Mma Ramotswe le comprenait. Les gens ne parlaient pas toujours des problèmes qui les préoccupaient. Certains les gardaient pour eux parce qu’ils estimaient impoli d’importuner autrui avec leurs ennuis ; d’autres, parce qu’ils ignoraient comment les exprimer. Il existait encore de nombreuses raisons à ce genre de silence, mais la peur restait toujours une explication possible : on ne parlait pas de choses dont on craignait qu’elles se produisent. Les évoquer, c’était risquer de les provoquer.

— Dites-moi, Rra, interrogea Mma Ramotswe, comment savez-vous qu’il se passe quelque chose ? Qu’est-ce qui vous le fait penser ?

Neil saisit une feuille morte qui avait atterri sur la table et l’effrita lentement entre ses doigts.

— Comment je le sais ? Eh bien, je vais vous donner un exemple. Samedi dernier, j’ai voulu faire le tour de la réserve en voiture pendant la nuit. Cela m’arrive de temps en temps – nous avons eu des ennuis avec des braconniers par le passé et j’aime bien sortir à différents moments, tous feux éteints. Comme cela, si des personnes malintentionnées ont un projet en tête, elles savent que nous pouvons surgir à tout instant, de jour comme de nuit. En général, j’emmène deux ou trois hommes avec moi pour ce tour du domaine.

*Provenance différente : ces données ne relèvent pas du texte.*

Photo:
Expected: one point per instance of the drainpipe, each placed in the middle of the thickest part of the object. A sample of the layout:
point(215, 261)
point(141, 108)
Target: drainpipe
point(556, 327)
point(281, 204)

« En temps normal, je n’ai aucune difficulté à trouver des gens pour m’accompagner. Ils le font à tour de rôle, en se mettant d’accord entre eux. Eh bien, samedi dernier, la situation était tout à fait différente. Personne ne s’est porté volontaire et, quand je suis allé du côté des maisons pour voir ce qui se passait, j’ai trouvé toutes les portes fermées.

Mma Ramotswe fronça les sourcils.

— Les gens avaient peur ?

— C’est la seule explication que je vois, acquiesça Neil.

— Peur des braconniers ?

Neil haussa les épaules.

— C’est difficile à dire. Cela me paraît improbable. Le genre de braconniers que nous avons ici sont prêts à courir ventre à terre sur deux kilomètres pour ne pas se retrouver face à face avec l’un d’entre nous. Ce ne sont pas des hors-la-loi de grande envergure, me semble-t-il.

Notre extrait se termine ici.